For the following observation equation \[ 2\alpha = 124^\circ 52' 22'' \quad \text{weight 4,} \] the weight of  \(\left( \frac{\alpha}{3} \right)\) \(\text{ is}\) __________________ (in integer)

Hint:

When dealing with weighted observations and angles, the weight of a fraction of an angle is inversely proportional to the fraction used.

Answer 1

Correct Answer: 144

Given the equation:

\[ 2\alpha = 124^\circ 52' 22'' \] The weight of this observation is given as 4. We are asked to find the weight of \( \left( \frac{\alpha}{3} \right) \).

To begin, solve for \( \alpha \):

\[ \alpha = \frac{124^\circ 52' 22''}{2} = 62^\circ 26' 11'' \]

Now, we need to find the weight of \( \left( \frac{\alpha}{3} \right) \).

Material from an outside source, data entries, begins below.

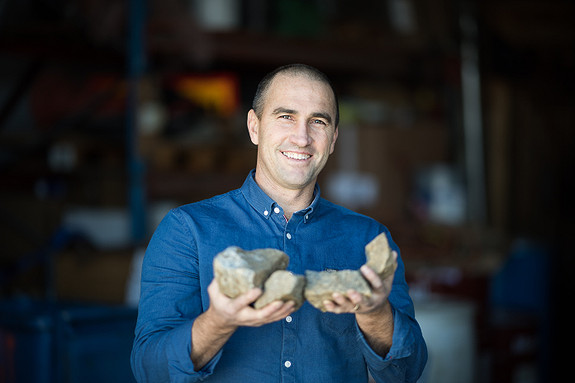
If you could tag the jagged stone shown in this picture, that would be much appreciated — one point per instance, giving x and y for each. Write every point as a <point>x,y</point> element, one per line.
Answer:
<point>321,285</point>
<point>238,271</point>
<point>379,256</point>
<point>284,286</point>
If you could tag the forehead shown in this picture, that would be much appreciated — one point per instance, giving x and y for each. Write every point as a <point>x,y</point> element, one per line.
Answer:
<point>299,92</point>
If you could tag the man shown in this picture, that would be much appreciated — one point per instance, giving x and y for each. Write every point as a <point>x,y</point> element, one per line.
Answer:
<point>189,331</point>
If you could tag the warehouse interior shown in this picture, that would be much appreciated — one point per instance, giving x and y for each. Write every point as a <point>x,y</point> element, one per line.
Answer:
<point>456,133</point>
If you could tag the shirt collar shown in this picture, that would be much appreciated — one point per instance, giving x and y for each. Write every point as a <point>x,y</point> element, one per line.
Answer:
<point>264,205</point>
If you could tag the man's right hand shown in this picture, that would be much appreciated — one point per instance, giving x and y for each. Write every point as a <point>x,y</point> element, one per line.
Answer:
<point>212,329</point>
<point>231,313</point>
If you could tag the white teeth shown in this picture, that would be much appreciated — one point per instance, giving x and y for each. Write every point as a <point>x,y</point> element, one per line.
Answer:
<point>296,156</point>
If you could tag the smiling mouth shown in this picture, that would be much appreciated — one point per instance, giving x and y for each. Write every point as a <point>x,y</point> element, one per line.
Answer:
<point>296,156</point>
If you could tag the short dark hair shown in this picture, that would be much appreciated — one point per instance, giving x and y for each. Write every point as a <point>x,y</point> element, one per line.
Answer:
<point>292,69</point>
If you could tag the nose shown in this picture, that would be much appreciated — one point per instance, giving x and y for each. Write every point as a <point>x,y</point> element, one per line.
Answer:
<point>300,134</point>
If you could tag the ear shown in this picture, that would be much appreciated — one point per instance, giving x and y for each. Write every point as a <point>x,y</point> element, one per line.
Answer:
<point>253,126</point>
<point>334,139</point>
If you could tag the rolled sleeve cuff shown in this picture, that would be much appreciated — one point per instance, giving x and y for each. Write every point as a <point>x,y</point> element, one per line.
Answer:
<point>402,345</point>
<point>181,367</point>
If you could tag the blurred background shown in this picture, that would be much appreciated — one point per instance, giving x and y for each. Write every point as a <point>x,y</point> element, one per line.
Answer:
<point>457,123</point>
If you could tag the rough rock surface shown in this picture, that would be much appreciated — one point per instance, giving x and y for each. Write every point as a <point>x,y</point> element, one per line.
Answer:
<point>238,271</point>
<point>284,286</point>
<point>379,256</point>
<point>321,285</point>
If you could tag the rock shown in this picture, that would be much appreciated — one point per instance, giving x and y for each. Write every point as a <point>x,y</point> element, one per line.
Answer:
<point>321,285</point>
<point>379,256</point>
<point>284,286</point>
<point>238,271</point>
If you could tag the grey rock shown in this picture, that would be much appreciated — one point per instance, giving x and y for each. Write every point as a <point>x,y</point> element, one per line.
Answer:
<point>238,271</point>
<point>321,285</point>
<point>284,286</point>
<point>379,256</point>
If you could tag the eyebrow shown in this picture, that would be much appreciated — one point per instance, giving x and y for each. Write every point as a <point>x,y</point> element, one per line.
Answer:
<point>282,110</point>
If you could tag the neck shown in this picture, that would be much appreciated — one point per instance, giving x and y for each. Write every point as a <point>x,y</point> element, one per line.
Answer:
<point>291,200</point>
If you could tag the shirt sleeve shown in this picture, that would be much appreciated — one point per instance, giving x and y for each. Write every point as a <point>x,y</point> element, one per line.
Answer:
<point>170,300</point>
<point>407,357</point>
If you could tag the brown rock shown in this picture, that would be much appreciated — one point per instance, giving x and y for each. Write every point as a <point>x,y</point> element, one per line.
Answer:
<point>238,271</point>
<point>321,285</point>
<point>284,286</point>
<point>379,256</point>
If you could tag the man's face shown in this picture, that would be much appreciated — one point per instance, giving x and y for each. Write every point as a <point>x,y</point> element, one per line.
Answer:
<point>295,134</point>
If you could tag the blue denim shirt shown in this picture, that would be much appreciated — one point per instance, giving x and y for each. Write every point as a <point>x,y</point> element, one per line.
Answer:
<point>307,346</point>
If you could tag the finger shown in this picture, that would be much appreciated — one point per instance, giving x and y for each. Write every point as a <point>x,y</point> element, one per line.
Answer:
<point>372,277</point>
<point>355,298</point>
<point>246,298</point>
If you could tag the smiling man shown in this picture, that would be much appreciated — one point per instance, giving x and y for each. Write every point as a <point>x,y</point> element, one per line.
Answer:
<point>188,331</point>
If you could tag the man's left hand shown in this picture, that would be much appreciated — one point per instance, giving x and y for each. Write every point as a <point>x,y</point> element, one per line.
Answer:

First, calculate \( \frac{\alpha}{3} \):

\[ \frac{\alpha}{3} = \frac{62^\circ 26' 11''}{3} = 20^\circ 48' 43.67'' \]

The weight of the observation is inversely proportional to the value of the angle. Since the weight of \( 2\alpha \) is 4, we can use the following proportion:

\[ \text{Weight of } \left( \frac{\alpha}{3} \right) = \frac{4}{\left( \frac{\alpha}{3} \right)} = 144 \]

Therefore, the weight of \( \left( \frac{\alpha}{3} \right) \) is 144.